Марина потянулась к сотовому, вспомнив, что где-то в глубине ночи он пищал.
«Про «ты поэт» говорил тебе я, а вовсе не гадалка. Зачем народ дуришь?» – гласило СМС, пришедшее от Свинтуса ещё вчера, когда Марине недосуг было смотреть на телефон.
– Второй! – вслух сказала Марина, массируя мокрые от пота виски. Свинтус уже три месяца как находился в далёкой командировке, поэтому скрывать от него свою черубиновскую деятельность было очень легко. И угораздило же его, в далёкой Германии, включить телевизор в такой неподходящий момент. Здесь, на родине, он всегда несколько презрительно относился к говорящему ящику. Соединение произошло моментально. Слышно было так, будто Свинтус сидел рядом.
– Я перезвоню тебе, у нас льготные тарифы! – с подозрительно нескрываемой радостью проговорил он. И тут же перезвонил. Что тоже удивляло, потому что высокой скоростью выполнения обещанного Свинтус никогда не отличался.
– Мой телефон, вероятно, прослушивается, – сходу сообщила звезда, – Поэтому давай без конкретики. Ты презираешь меня теперь?

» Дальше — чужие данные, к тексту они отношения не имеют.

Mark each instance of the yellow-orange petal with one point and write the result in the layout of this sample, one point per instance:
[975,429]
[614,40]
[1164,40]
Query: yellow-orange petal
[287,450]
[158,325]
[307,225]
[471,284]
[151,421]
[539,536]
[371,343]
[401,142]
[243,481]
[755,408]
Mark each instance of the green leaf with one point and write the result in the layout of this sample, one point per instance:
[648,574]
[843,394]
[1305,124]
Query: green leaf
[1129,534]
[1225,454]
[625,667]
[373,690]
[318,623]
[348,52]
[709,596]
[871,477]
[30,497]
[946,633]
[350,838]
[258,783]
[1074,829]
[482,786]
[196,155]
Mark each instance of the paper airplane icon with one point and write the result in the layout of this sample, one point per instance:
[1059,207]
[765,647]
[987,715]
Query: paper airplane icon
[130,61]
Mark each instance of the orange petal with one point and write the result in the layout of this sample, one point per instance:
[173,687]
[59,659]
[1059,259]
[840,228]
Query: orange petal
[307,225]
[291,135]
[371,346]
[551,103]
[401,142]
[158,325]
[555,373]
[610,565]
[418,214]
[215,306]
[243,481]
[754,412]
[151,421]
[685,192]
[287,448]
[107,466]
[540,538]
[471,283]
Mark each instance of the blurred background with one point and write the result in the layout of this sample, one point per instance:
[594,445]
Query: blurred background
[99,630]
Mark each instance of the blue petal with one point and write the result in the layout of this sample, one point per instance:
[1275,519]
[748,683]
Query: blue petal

– Что за ерунда? Я ж понимаю, что у тебя далекоидущие планы…
Этой своей верой в Марину, Свинтус ранил ещё больнее, чем Пашенька, своим равнодушием. «Ну вот, теперь я буду думать, что обязана… Не могу ж обмануть того, кто в меня верит. Теперь придется, во что бы то ни стало видоизменять стиль Черубины…»
– Не верь в меня, я плохая…
– Не буду, – покладисто согласился Свинтус, и раскатисто зевнул, – А у меня тут патриотизм проснулся. Смотрю ОРТ, тусуюсь на русских конференциях, тебя вот страшно рад слышать, болею за Динамо…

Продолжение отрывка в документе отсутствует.